Revenue Cycle Management
The Revenue Cycle Management process involves all administrative and clinical functions a healthcare practice needs to execute to receive payment for their services. The process is vital to healthcare accounting, which can help improve financial performance and operational efficiency. Several internal and external drivers drive a healthcare practice’s revenue. These include the fees the practice charges, the patient base served, front and back-office workflows, the skill of the staff, and the quality of care delivered. Many drivers control the practice, while others may be out of control. Those outside the power of the practice can range from healthcare regulations to reimbursement schemes. Regardless of which drivers are out of the practice’s control, there are steps they can take to mitigate revenue cycle issues and ensure the financial health of their health system.
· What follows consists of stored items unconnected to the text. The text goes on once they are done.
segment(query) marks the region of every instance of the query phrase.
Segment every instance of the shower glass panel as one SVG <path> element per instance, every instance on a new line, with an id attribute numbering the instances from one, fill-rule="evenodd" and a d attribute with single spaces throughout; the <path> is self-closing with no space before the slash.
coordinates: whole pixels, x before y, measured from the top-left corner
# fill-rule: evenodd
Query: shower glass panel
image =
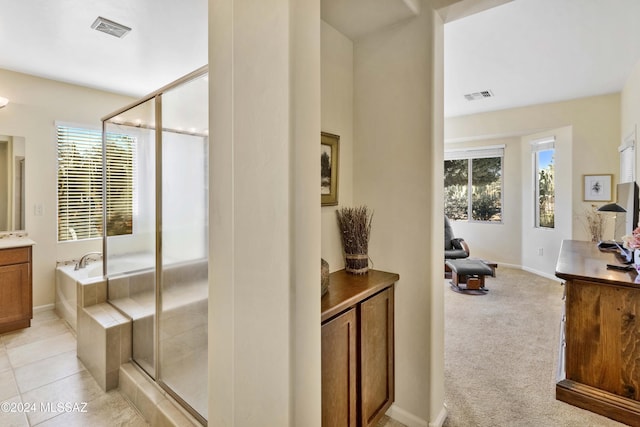
<path id="1" fill-rule="evenodd" d="M 116 150 L 131 157 L 131 171 L 116 173 L 109 169 L 109 153 L 116 151 L 103 136 L 109 303 L 133 319 L 134 362 L 203 423 L 208 402 L 207 75 L 203 67 L 103 119 L 104 135 L 124 134 L 135 141 L 129 154 Z M 130 182 L 130 191 L 126 185 L 122 190 L 123 181 Z"/>
<path id="2" fill-rule="evenodd" d="M 162 96 L 159 379 L 207 417 L 208 89 L 203 77 Z"/>
<path id="3" fill-rule="evenodd" d="M 155 378 L 156 136 L 155 100 L 104 122 L 104 131 L 133 138 L 120 146 L 106 138 L 105 273 L 109 302 L 133 321 L 134 360 Z M 129 161 L 110 162 L 111 156 Z M 114 165 L 121 169 L 114 169 Z M 128 168 L 123 165 L 130 165 Z M 128 183 L 129 185 L 127 185 Z"/>

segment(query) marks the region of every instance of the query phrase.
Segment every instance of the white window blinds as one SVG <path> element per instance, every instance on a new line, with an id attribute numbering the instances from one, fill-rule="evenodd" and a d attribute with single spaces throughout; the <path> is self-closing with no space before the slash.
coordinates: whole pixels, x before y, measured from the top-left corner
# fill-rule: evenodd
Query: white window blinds
<path id="1" fill-rule="evenodd" d="M 102 237 L 102 133 L 58 125 L 58 241 Z M 135 139 L 107 134 L 107 221 L 131 234 Z"/>
<path id="2" fill-rule="evenodd" d="M 531 144 L 531 151 L 545 151 L 545 150 L 553 150 L 556 147 L 556 137 L 549 136 L 540 139 L 534 139 L 529 141 Z"/>
<path id="3" fill-rule="evenodd" d="M 504 145 L 463 148 L 459 150 L 446 150 L 444 152 L 445 160 L 490 159 L 493 157 L 504 157 Z"/>
<path id="4" fill-rule="evenodd" d="M 629 134 L 618 147 L 620 152 L 620 183 L 636 180 L 636 132 Z"/>

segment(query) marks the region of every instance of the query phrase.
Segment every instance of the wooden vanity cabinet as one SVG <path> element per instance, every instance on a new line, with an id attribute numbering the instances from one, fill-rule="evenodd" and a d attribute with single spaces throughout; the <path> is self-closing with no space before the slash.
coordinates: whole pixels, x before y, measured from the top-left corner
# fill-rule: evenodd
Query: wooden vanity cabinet
<path id="1" fill-rule="evenodd" d="M 330 275 L 322 298 L 322 425 L 374 426 L 394 400 L 394 273 Z"/>
<path id="2" fill-rule="evenodd" d="M 31 246 L 0 249 L 0 334 L 31 326 Z"/>

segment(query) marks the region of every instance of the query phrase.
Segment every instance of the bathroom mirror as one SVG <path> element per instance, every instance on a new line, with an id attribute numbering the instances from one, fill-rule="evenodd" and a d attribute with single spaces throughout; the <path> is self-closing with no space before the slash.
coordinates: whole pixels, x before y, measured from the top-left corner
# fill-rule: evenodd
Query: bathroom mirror
<path id="1" fill-rule="evenodd" d="M 0 231 L 24 230 L 25 141 L 0 135 Z"/>

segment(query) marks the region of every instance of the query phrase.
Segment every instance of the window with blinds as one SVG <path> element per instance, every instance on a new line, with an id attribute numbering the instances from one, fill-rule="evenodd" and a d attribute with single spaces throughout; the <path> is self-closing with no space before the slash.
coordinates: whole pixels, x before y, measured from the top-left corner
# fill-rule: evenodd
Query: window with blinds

These include reducing scheduling gaps, collecting patient information and copayments up front, and improving coding and charge capture.
Accrual Accounting
Accrual accounting is an accounting method that recognizes revenues and expenses when they are earned or incurred, not when cash changes hands. It supports the matching principle, which states that all income and payment must be reported within a period to measure profits and losses accurately. In the healthcare industry, revenue and expenses are recorded when a service is performed, or an item is purchased. This accounting method also allows for more accurate tracking of current costs and future liabilities. As a result, it helps demystify the ambiguity that often arises between revenue and expenses.
Moreover, it provides more complete financial statements to help companies make strategic decisions and improve patient care. However, implementing accrual accounting can be challenging, especially in healthcare. For example, hospitals may receive less than 100% of the revenue they bill patients for services. Similarly, insurance companies and patients may challenge the bills, impacting a hospital’s financial status.